あれから一年がたった。平成二十六年三月。

一人暮らしも慣れた明人は今日も福岡市の南区から頑張って会社に出勤していた。

広告の企画やフリーペーパーの作成などやる姿は活き活きとしていた。そして、明人の漫画はフリーペーパーで連載されている。

専属の編集兼漫画家になっていたのだ。

本当に、親衛隊もできており、彼らで義弘や真太を遠出してまで助けに行くこともあった。

本来仕事を辞めたらその仕事場の私物は返さなくちゃいけないけど、義弘たちを助けにいくこともあるからという理由で特別に返却しなくてよくなっていた。

もちろん、ハート・クリーンやセツナとのつながりも大切にしており、一日一日をさらに大切にするようになっていた。

ダンス活動に福祉活動、清掃活動もやっていることが楽しく感じた明人だった。

そう。ハート・クリーンやセツナが変えてくれたんじゃない。この二つに出会ったのは一つのきっかけだ。自分がこの二つに出会ったことをきっかけに変わったのだ。

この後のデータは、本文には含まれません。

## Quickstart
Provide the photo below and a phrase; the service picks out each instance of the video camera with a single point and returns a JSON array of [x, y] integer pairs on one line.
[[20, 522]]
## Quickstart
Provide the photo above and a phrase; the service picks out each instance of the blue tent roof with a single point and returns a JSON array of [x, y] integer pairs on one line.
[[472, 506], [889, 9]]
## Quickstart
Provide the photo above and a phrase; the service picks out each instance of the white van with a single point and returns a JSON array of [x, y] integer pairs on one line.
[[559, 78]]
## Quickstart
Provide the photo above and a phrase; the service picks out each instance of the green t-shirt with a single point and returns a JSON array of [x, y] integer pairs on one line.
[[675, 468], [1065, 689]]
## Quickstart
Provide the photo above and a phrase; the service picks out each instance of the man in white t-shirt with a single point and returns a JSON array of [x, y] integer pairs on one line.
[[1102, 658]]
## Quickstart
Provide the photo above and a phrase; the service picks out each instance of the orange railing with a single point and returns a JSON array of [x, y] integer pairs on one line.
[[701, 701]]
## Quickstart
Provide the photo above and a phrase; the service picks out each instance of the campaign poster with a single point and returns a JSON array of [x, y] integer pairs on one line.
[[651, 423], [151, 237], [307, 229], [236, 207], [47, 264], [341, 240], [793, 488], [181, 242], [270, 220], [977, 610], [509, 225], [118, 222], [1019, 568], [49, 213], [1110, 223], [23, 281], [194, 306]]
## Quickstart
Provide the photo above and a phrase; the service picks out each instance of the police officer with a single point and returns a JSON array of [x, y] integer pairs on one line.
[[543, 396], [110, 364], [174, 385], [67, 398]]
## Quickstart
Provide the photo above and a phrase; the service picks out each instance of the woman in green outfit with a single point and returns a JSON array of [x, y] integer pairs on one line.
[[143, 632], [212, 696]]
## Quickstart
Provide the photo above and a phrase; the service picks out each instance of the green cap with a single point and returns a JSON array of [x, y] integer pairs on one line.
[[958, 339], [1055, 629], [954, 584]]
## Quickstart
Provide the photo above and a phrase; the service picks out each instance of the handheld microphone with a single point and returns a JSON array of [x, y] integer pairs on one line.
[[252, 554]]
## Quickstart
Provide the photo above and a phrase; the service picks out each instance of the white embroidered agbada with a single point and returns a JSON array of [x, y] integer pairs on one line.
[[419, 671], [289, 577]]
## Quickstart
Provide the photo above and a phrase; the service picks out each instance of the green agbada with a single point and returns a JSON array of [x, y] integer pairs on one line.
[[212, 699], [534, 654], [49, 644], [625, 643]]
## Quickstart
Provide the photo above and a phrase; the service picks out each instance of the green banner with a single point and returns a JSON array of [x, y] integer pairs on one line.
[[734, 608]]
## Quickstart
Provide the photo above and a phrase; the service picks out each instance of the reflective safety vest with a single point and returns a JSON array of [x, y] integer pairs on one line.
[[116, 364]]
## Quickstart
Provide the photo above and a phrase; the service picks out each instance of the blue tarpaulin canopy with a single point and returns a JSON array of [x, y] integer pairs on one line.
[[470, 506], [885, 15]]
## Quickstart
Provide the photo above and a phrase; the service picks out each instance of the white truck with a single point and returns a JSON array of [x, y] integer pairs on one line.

そして仕事帰りの休日前夜のある日の夜。ソラリアステージの大画面前で待ち合わせする明人。そして明人を呼ぶ声がする。

「明人!お疲れ!」

「お疲れ!華耶!」

「聞いた?愛さん、あれから臨床心理士になるため必死で勉強して、試験に合格して念願の臨床心理士になるやんか。愛さん、同時に小説の作家をひっそりやっていて、自伝を書いてそれを本にするそうよ!」

「マジで?すげえ愛ちゃん!華耶はどうなの?」

「私?私は気ままに仕事で働いて気ままに暮らしてるほうが性に合ってるわ」

「そっか!じゃあ今日はどこ行く?」

「とりあえず、イムズにあるあのカフェ連れてって!明人が教えてくれたとこ、めっちゃ料理美味しかったし、それ真似て作ってみたいし!」

「あそこ美味しいやろ?すっかりあの店にはまっちゃったね。太ったら自己責任だぞー?」

「もー、そんなこと言わんでよー」

誰が見てもハッピーと思えるくらいのカップルだった。明人は華耶と付き合い始めた。そして手をつないで街中を歩く二人は、まだ見ぬ未来へ歩いているような感じがした。

頑張れ、二人とも!幸せの電子音をたくさん奏でられる最高のパートナーを目指して!